There are some strengths and weaknesses. Let's cover some strengths first:
"Under the plain terms of the statute, mobile broadband Internet access cannot be CMRS.
CMRS is a mobile service that makes “available to the public” an “interconnected service”—i.e.,
a service “that is interconnected with the public switched network.”"
"public switched network" used to imply the PSTN, which is a legitimate point. The only flaw being that it doesn't explicitly *state* PSTN. Still, it's a strength for Verizon's argument against treating wireless under Title II.
"Reliance interests are especially relevant here because the avowed and express purpose of
the Commission’s prior classification orders was to induce the billions in investment that have
Although the Supreme Court suggested in Fox that an agency may receive more
leeway for a policy change when its prior views on the question were equivocal, 556 U.S. at 518,
for almost two decades, the Commission has done precisely the opposite when it comes to
classifying broadband. The Commission has repeatedly and unequivocally interpreted the 1996
Act to exclude broadband from Title II."
Yeah, that one's going to hurt. The justices like doing economic analyses to decide law, and this is going to be painful for the FCC. On the other hand...
"...(reasoning that an agency must provide “a more complete explanation” when
changing its position either on “particular factual findings . . . or . . . on its view of the governing
law,” because then “one would normally expect the agency to focus upon those earlier views of
fact, or law, . . . and explain why they are no longer controlling""
That's a weakness, believe it or not. The justices didn't close the door, but again stated that they would need a reasonable argument, which might be challenging, but is probably possible to achieve. There are a lot of really smart lawyers out there in the world!
"Unbundling would create prohibitive complexities in delivering separate services;
customers would have to pay for both types of services, which would raise consumer costs; and
all of this would drive away consumers and providers from broadband service, thereby harming
the Commission’s goal of promoting broadband deployment."
I don't think there's any other passage in the entire paper that's more fluff. This is completely a matter of interpretation. All they have to do is redefine "broadband" (say, as 25Mbps) and suddenly deployment numbers drop, and unbundling COULD lower costs for some subset of users, meaning greater deployment. This one is way too easy to wipe away.

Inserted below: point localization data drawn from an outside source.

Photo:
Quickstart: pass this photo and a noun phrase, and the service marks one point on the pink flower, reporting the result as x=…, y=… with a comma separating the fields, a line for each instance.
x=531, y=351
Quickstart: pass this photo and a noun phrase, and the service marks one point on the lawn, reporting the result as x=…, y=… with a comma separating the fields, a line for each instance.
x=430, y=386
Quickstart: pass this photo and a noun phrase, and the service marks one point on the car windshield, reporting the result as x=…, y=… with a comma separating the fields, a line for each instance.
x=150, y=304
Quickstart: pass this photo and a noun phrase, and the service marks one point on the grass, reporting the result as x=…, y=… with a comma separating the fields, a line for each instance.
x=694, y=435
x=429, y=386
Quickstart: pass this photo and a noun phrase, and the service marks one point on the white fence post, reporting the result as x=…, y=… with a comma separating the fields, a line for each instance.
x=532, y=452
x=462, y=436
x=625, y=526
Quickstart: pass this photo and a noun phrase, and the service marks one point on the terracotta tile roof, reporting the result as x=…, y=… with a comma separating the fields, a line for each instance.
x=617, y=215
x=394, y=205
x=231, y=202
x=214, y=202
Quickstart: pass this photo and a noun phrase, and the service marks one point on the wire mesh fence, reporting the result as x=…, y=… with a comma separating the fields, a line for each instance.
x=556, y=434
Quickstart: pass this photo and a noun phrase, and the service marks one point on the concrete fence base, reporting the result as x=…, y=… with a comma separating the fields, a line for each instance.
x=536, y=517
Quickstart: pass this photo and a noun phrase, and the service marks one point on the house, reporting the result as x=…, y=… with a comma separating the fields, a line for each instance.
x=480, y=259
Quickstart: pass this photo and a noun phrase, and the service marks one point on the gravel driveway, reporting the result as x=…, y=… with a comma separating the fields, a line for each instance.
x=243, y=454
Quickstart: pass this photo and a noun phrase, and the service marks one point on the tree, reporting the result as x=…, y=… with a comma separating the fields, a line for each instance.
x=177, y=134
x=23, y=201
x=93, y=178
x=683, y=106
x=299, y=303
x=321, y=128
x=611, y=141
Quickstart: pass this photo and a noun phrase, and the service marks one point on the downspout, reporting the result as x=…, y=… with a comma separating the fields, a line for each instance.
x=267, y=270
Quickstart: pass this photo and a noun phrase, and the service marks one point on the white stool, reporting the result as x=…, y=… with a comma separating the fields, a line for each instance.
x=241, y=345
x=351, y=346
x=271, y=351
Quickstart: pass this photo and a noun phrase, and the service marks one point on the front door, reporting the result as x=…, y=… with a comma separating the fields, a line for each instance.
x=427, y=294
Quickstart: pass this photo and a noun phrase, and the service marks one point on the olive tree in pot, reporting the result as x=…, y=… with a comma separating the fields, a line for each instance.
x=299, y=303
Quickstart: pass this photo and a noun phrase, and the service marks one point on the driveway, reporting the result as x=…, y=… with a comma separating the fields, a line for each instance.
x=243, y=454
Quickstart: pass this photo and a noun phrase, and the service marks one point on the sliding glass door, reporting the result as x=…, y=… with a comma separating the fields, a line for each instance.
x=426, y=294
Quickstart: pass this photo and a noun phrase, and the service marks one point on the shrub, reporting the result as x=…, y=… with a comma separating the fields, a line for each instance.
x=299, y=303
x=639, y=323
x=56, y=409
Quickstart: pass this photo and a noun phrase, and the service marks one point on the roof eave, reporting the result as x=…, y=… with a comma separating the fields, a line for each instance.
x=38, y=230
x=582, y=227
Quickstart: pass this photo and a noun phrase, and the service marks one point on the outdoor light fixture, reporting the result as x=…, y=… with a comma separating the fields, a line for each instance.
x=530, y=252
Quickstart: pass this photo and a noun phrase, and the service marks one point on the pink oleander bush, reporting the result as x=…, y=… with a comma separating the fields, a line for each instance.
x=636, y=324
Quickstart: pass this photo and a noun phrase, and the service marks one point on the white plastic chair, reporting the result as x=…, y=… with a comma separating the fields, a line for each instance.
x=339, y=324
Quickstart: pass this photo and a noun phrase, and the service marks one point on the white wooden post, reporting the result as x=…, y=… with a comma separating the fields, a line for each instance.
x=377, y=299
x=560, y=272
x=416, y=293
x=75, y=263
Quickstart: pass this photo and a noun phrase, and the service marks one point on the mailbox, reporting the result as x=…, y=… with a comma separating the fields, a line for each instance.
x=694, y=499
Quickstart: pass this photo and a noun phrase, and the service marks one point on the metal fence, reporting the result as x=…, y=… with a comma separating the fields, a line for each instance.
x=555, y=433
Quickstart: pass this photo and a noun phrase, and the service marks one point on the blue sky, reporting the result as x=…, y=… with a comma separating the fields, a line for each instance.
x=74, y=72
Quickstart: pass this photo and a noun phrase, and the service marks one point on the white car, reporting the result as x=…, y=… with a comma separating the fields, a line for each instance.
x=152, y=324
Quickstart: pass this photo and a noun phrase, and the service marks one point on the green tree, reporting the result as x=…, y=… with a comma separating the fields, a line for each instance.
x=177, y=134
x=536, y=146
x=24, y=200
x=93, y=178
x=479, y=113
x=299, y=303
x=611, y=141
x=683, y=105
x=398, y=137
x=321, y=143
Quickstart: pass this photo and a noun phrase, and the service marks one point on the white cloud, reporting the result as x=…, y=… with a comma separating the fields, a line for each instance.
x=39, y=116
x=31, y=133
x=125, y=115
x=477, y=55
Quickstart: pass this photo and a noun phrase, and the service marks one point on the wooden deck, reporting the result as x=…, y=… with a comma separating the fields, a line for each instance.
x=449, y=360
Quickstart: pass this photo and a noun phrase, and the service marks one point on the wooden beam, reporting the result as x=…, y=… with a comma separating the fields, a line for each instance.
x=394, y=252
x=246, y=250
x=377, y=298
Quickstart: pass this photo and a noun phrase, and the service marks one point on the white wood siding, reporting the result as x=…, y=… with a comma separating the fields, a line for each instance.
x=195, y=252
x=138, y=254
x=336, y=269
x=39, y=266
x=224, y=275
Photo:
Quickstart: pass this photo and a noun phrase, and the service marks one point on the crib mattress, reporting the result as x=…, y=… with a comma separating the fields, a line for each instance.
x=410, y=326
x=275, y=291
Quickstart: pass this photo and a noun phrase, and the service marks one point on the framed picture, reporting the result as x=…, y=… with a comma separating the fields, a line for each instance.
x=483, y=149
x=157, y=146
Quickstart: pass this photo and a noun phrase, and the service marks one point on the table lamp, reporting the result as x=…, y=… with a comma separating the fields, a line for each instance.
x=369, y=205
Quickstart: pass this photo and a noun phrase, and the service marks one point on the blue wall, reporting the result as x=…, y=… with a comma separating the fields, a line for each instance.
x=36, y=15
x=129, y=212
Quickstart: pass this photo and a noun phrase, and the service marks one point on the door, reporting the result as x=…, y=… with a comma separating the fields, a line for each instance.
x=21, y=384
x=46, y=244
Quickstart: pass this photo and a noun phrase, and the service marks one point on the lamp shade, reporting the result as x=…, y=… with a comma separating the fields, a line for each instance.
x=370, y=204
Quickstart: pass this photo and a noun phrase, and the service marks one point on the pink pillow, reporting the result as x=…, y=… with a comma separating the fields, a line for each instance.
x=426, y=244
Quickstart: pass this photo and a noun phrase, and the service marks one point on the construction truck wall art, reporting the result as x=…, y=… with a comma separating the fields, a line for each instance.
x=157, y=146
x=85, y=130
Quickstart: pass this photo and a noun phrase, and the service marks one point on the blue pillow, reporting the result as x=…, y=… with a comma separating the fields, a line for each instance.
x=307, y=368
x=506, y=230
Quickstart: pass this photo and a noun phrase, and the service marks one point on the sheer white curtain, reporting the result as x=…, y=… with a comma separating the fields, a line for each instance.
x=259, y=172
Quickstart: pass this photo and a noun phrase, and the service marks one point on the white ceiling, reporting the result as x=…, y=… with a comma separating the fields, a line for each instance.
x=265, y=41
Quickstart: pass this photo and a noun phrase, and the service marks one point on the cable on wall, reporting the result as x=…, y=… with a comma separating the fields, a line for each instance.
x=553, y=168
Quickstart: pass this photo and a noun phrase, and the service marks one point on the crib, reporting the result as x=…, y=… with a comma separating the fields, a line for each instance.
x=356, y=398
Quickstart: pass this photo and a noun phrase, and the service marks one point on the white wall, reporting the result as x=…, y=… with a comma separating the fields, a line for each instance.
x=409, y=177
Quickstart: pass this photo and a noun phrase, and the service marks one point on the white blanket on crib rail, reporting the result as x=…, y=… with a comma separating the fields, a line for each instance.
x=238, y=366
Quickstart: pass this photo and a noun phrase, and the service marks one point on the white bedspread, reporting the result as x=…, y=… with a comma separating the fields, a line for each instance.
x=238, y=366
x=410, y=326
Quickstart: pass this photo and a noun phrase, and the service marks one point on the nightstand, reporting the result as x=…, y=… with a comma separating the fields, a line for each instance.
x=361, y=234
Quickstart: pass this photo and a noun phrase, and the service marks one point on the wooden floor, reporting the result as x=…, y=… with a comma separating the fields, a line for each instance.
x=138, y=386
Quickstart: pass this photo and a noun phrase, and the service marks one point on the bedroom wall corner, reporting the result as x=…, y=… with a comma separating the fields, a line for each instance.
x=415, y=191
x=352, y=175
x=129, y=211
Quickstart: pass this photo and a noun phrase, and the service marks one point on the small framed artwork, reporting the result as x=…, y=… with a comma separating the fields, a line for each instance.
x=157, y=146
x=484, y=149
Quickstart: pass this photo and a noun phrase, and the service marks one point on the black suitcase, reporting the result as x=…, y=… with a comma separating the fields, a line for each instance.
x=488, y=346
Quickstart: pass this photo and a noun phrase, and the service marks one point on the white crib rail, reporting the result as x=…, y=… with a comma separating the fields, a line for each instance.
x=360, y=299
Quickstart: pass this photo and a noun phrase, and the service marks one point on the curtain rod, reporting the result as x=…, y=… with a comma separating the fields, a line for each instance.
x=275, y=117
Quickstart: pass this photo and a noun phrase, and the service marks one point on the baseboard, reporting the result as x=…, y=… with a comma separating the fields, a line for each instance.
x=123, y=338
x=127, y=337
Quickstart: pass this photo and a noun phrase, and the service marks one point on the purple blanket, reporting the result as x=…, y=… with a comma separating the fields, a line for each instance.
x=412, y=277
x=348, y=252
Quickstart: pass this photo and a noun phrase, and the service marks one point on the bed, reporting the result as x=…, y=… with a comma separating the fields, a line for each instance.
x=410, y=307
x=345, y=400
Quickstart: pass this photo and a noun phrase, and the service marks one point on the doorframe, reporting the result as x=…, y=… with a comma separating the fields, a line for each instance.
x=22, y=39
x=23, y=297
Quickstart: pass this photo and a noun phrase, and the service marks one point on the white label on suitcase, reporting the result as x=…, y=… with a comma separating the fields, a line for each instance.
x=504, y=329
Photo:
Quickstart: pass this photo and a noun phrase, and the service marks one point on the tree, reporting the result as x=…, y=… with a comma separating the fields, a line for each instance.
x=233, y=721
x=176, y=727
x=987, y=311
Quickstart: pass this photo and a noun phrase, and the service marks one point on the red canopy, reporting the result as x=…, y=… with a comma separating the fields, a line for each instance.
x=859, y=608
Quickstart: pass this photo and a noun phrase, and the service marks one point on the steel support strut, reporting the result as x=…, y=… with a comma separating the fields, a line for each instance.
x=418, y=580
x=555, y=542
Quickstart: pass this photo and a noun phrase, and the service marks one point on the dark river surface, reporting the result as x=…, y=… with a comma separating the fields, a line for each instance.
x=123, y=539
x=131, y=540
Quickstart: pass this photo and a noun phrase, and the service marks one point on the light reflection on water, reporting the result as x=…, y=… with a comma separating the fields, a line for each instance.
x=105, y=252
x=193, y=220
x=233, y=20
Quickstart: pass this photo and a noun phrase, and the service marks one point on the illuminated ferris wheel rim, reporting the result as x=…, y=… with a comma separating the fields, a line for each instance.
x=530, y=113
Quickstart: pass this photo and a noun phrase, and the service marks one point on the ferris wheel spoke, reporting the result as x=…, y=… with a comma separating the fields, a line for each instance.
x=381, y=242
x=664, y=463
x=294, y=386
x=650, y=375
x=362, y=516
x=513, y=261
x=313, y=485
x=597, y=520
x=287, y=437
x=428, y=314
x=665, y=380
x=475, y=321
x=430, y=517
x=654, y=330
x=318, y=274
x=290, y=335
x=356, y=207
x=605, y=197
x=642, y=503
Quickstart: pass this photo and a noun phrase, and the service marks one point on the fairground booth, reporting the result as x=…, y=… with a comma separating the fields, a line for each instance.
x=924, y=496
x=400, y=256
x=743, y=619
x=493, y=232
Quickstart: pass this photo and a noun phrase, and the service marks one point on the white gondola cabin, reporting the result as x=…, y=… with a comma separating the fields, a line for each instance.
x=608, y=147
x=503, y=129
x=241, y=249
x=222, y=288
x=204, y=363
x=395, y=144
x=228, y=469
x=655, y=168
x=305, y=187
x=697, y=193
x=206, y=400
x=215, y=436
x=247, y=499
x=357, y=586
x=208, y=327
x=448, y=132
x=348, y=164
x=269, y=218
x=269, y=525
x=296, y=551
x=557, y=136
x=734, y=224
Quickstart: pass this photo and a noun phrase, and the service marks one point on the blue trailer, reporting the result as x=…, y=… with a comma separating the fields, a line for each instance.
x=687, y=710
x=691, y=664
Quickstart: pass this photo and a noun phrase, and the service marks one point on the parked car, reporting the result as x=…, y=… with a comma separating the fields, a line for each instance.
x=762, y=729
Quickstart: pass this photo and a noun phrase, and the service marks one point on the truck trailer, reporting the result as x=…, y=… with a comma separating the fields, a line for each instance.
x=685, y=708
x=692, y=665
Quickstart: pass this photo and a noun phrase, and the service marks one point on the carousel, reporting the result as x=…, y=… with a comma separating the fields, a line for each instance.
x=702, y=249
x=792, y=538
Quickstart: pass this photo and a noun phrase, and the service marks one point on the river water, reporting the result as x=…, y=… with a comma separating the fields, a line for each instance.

"There still is no way to use the Internet and to
access, utilize, retrieve or process the stored information available through web sites around the
world “without also purchasing a connection to the Internet,” "
This is both untrue and also because of bundling. Unbundle it. He goes on, though...
"Indeed, given developments in the nature of broadband services offered since the time of
Brand X, the conclusion that broadband Internet access is an integrated offering is even more
true today. The typical broadband Internet access services today use telecommunications to
perform even more information service capabilities than they did when Brand X was decided.
New parental controls, for example, allow customers to identify and filter inappropriate content.
Multiple e-mail accounts allow customers to store, access, utilize and make available
information. And on-line storage services are a common part of broadband Internet access
offerings and allow customers both to store information they retrieve on-line and then to access,
utilize, and further process that information. All of these information services are “functionally
integrated” services that “transmit data only in connection with the further processing of
information” and require the use of telecommunications."
None of the examples cited are fundamentally a part of the internet connection/access, therefore are not "functionally integrated," in spite of what Verizon wants you to believe.